Os passeios escolares, sempre criaram muita expectativa, entusiasmos, e um certo lugar do excessivo.
A angústia e a responsabilidade dos professores; o desejo de todos de que seja um dia bem passado; as novas relações de comunicabilidade, e muitas vezes de confidências que um ano ou dois de aulas não proporcionaram; a ideia do passeio como de um dia fora do comum para todos os alunos e mesmo de alguma preocupação para os pais e professores faz daquele dia um dia especial.
Para os alunos, nessa altura, pode haver roupas a estrear; há um farnel mais exagerado, um pouco mais de dinheiro de bolso, muitas vezes de poupanças ou contribuições mais generosas da família. Uns chegam com o MP3 do irmão mais velho, outros com um novo jogo, muitas meninas com fotografias dos irmãos ou da família, todos levam alguma coisa para mostrar.

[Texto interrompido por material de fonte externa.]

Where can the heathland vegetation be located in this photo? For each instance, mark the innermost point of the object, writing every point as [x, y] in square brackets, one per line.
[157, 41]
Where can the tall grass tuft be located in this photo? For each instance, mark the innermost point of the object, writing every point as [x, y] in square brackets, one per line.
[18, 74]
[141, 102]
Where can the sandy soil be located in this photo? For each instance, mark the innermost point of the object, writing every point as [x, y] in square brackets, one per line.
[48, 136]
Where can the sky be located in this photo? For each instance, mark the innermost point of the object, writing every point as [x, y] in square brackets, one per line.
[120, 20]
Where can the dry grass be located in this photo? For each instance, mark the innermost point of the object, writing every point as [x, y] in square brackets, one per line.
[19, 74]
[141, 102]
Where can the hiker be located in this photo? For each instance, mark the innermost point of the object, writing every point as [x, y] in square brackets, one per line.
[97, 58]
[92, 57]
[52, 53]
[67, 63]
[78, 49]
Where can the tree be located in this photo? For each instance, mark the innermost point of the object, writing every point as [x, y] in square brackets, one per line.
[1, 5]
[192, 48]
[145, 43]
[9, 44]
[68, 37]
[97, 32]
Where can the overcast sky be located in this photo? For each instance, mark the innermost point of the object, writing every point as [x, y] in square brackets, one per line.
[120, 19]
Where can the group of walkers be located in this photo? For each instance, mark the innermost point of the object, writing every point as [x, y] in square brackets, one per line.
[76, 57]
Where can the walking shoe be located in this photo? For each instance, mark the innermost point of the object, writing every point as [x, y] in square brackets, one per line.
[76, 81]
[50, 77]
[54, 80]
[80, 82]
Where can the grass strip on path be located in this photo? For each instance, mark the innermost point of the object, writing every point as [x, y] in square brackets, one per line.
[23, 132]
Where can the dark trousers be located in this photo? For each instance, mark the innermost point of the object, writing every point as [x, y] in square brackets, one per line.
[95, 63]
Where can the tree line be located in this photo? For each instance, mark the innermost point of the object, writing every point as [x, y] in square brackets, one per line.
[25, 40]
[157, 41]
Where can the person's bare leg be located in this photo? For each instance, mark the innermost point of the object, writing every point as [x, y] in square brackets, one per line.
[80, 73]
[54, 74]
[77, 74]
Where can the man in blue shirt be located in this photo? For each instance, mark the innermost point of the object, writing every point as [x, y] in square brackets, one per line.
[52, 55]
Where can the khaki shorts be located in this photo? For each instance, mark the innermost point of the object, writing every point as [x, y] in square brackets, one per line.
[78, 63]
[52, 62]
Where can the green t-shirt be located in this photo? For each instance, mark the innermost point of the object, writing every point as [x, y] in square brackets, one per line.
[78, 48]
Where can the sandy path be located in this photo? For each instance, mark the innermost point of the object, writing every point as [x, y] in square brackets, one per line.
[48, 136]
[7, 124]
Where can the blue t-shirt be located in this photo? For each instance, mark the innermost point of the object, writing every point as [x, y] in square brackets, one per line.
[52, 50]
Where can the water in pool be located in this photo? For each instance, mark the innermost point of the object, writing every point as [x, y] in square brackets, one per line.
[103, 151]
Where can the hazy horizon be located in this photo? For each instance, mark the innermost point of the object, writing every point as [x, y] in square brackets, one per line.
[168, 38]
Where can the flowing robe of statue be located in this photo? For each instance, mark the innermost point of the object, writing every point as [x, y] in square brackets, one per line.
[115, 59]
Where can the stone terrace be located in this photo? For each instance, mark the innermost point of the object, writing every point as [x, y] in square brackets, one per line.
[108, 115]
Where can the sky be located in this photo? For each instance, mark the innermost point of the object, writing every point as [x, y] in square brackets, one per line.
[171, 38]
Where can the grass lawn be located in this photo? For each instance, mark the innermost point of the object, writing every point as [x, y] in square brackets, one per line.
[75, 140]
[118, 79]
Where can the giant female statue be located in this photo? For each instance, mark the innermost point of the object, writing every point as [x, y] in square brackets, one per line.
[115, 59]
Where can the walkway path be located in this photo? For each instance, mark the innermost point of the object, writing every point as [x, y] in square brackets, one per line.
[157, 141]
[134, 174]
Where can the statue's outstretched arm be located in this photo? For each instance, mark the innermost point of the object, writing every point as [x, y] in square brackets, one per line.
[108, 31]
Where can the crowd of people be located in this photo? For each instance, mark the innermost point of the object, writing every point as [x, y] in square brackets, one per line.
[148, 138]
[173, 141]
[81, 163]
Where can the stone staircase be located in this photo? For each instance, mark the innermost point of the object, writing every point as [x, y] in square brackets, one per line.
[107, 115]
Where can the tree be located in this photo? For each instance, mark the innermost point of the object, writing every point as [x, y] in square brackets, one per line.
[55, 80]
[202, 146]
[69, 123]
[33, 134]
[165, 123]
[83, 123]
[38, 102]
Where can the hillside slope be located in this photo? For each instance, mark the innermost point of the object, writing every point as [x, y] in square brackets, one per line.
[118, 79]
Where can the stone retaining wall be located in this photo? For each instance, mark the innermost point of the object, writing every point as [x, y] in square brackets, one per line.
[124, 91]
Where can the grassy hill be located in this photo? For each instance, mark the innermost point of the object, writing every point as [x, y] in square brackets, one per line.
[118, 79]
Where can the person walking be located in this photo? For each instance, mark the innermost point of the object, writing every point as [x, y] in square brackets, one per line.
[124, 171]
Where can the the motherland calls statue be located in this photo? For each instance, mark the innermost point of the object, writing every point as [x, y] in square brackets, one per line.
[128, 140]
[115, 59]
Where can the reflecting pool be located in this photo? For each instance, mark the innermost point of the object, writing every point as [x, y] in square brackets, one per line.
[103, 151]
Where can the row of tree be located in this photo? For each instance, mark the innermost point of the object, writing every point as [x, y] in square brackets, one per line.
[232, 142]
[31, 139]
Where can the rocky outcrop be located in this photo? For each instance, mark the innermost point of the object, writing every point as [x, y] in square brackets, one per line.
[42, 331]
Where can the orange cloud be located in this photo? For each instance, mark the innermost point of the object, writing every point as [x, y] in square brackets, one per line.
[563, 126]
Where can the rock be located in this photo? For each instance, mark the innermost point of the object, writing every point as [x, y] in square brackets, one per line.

É comum, entre professores, pais, outros membros da comunidade e mesmo entre os alunos, ouvir referências ao passeio escolar, mas sempre uma referência a um momento que pode ser tudo menos um espaço de aprendizagem escolar. Ora nem sempre será assim e uma saída escolar pode ser um espaço de aprendizagem e de aquisição de saberes científicos e artísticos, sobretudo para as crianças que, de outra forma, menos oportunidades terão de o fazer.
Naquele dia fomos à Corunha numa visita de estudo pensada e organizada para que funcionasse como espaço de aprendizagem. Visitámos o Museu do Homem, o Museu da Ciência e o Aquário. Manhã e tarde estiveram intensivamente ocupados ouvindo explicações, observando, fazendo pequenos registos escritos. Foi um dia de descoberta e trabalho intensivo. Não houve tempo para incursões à cidade, nem para compras. Até tinham esquecido que era um passeio.
Mas tratava-se de alunos de 2º ciclo de uma escola com algumas dificuldades económicas e sociais e por isso aquela saída era, para alguns, a primeira saída para fora do país e para outros, mesmo a primeira saída fora da cidade onde viviam. Vamos ao estrangeiro, diziam. Até tiveram que cambiar dinheiro? De facto o euro estava aí a chegar mas era ainda a peseta e o escudo que estavam em vigor.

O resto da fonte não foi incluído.